Hello there.
This is my virgin blog post, and though my novel Blank is not out yet I thought I’d share a little about my road to publication. It was a loooooooong road, but worth it. I loved writing as soon as I learned how and knew at a very young age that I wanted to be a writer. I especially remember the thrill I felt when my classmates in elementary school liked my story Christmas on Mars and I read it to the class twice. I made an attempt at a novel in grade seven or so, about a girl who’s penpal from India just happened to move to her small town in Canada (oh, what a coincidence!). I wrote plays and poetry stories and started a magazine. As I got older, I spent less time writing – unless you count angst-ridden adolescent poetry – and became busy with life. You know, curling my hair and playing volleyball and putting together outfits with acid-washed denim and leg warmers. Then came university and jobs, and all that.

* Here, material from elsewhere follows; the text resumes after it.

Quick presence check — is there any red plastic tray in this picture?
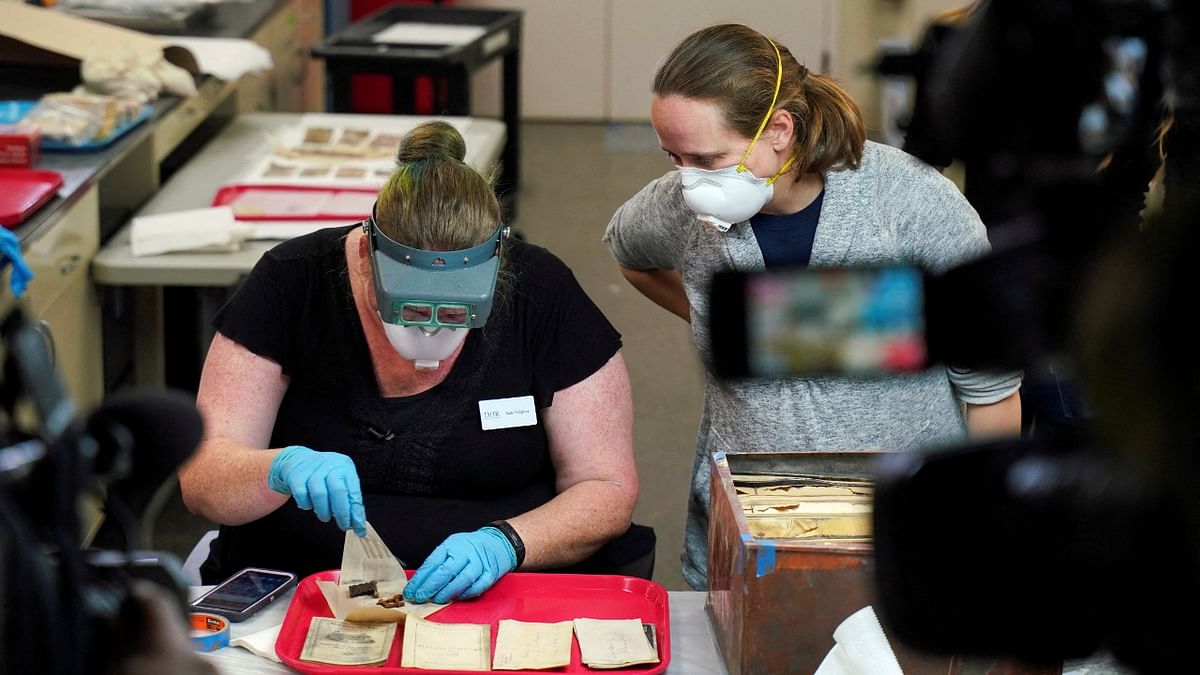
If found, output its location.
[275,569,671,675]
[0,168,62,227]
[212,184,379,221]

I still harboured the dream and dabbled in writing but didn’t get serious about it until I was in my mid-late 20’s. I wrote a middle-grade novel and sent it off to a few Canadian publishers, though I knew it was not good enough. It was turned down but a few encouraging rejection letters kept me going. My next step was the MFA program at Vermont College. I was thrilled to get accepted into the brief residency program, one of the best writing for children and young adults programs in the U.S. It opened up a whole new world to me. I finished my last semester with a newborn baby, my first daughter, in my arms while I typed away on the beginnings of what is now Blank. My daughter is now eleven years old, so that gives you an idea of how long it took me to finish this novel. We moved several times after graduation, had another beautiful daughter and I was a stay-at-home mom. So writing was not always my focus, but whenever I could I worked away at Jessica’s story. Finishing that book (all the drafts and revisions totalling a thousand or more pages) was the most difficult thing I have ever done with my brain. It was sometimes fun, sometimes excruciatingly frustrating, trying to get her story right. I spent a zillion hours on it, hours I probably should have been working out, baking, keeping in better touch with friends or out in the world like a normal person. Gene Fowler’s famous quote on writing sums up how I feel perfectly: “Writing is easy: all you do is sit staring at a blank sheet of paper until drops of blood form on your forehead.”
But I finished Blank, and thankfully the people at Orca liked it enough to take a chance on it. And here we are. Happy day!